Erzogen von Hans Meyer

Luhukay sieht in dieser Zurückhaltung keinen Makel: "Peer ist kein Lautsprecher. Aber er ist ein Typ, der Fußball lebt. Er arbeitet unglaublich fleißig und ist ein guter Teamspieler. Er muss seine Qualitäten nicht verleugnen", so der Niederländer, der seit seinem Amtsantritt im Sommer immer wieder die Wichtigkeit des Kollektivs betont hat. Kluge, sagt der 49-Jährige, vermische Komponenten, "die uns sehr gut tun. Das haben wir ja in den vergangenen Monaten deutlich gesehen".

Zwei dieser Komponenten sind Ehrgeiz und Bodenständigkeit. René Adler, Torwart des Hamburger SV und wie Kluge in der DDR geboren, hat diese Eigenschaften gepaart mit Härte gegen sich selbst einmal als "Ostdenken" beschrieben. Auch Kluge sieht darin ein Relikt aus seiner Kindheit. Auf seine Zurückhaltung angesprochen sagt er: "Ich glaube, das kommt aus meiner Erziehung im Osten." Alle seine Trainer und besonders sein langjähriger Förderer Hans Meyer hätten Wert auf Teamgeist und Disziplin gelegt, und das habe bedeutet, dass man sich auch unterordnen können musste. "Das", sagt Kluge "hat mich geprägt, und das versuche ich den anderen auch mitzugeben."
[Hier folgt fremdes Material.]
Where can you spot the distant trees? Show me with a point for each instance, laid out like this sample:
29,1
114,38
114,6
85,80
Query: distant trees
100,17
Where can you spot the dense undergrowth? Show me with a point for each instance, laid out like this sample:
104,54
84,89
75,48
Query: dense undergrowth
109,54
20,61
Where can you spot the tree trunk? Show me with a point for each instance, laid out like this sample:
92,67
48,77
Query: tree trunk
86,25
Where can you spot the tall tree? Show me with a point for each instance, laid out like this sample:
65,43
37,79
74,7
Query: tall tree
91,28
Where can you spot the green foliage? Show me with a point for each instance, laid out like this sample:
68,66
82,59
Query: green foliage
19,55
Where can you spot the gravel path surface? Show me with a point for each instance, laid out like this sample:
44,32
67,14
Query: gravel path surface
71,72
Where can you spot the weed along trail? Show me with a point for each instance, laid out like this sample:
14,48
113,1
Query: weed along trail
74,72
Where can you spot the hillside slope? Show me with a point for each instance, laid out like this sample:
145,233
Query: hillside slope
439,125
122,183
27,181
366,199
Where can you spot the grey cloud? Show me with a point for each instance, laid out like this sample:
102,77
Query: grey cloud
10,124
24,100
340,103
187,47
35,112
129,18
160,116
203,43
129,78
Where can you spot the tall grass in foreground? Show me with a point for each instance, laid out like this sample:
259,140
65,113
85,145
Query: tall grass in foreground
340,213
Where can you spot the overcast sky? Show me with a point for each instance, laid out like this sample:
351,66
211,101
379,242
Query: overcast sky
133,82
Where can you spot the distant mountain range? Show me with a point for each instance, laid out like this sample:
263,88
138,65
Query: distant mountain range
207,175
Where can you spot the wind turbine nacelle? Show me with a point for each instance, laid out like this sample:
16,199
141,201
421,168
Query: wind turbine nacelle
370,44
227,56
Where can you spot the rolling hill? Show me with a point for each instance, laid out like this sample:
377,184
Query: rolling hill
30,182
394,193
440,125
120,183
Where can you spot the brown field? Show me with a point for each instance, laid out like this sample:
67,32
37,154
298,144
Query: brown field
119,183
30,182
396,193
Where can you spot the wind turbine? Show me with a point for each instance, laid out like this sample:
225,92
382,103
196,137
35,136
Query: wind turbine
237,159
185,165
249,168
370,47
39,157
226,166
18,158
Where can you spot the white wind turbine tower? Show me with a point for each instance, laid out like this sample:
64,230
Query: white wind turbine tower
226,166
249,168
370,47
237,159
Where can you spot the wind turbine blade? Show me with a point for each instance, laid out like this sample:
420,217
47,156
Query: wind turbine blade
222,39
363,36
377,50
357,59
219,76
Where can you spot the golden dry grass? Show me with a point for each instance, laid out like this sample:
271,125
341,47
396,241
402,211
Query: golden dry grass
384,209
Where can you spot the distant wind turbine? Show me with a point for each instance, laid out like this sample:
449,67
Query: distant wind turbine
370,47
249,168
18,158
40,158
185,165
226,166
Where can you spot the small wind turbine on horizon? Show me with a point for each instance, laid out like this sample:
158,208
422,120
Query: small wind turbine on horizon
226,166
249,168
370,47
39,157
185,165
Anfangs Probleme mit den forschen jungen Berlinern

Das ist vielleicht auch der Grund, warum Peer Kluge zu Beginn seiner Zeit in Berlin erst einmal Schwierigkeiten mit dem forschen und selbstbewussten Auftreten der jungen Spieler bei Hertha hatte: "Ich kenne das einfach anders. Ich komme aus einer anderen Fußballergeneration", sagt Kluge, der sich mittlerweile aber "so schnell wie noch nirgendwo zuvor" in der Mannschaft eingelebt habe.

Doch Hertha sei auch deswegen so erfolgreich in dieser Saison, weil die Youngster gelernt haben, "dass sie weiterkommen, wenn sie hart arbeiten und bei der Sache sind", so der Mittelfeldspieler. Zusammen mit individueller Klasse und mannschaftlicher Geschlossenheit sei das der Schlüssel zum Erfolg gewesen.

Doch vor dem Auftakt in die zweite Saisonhälfte gegen Tabellenschlusslicht Jahn Regensburg am Sonntag warnt Kluge vor Überheblichkeit: "Wir müssen uns klar machen, dass wir noch 15 sehr schwere Spiele vor der Brust haben." Noch sei nichts gewonnen und niemand habe Grund, voreilig zufrieden zu sein. "Es ist jetzt wieder eine Frage des Charakters, da weiterzumachen, wo wir aufgehört haben", sagt Peer Kluge. Charakter, damit meint er vor allem harte Arbeit. Und die sei natürlich "ganz normal".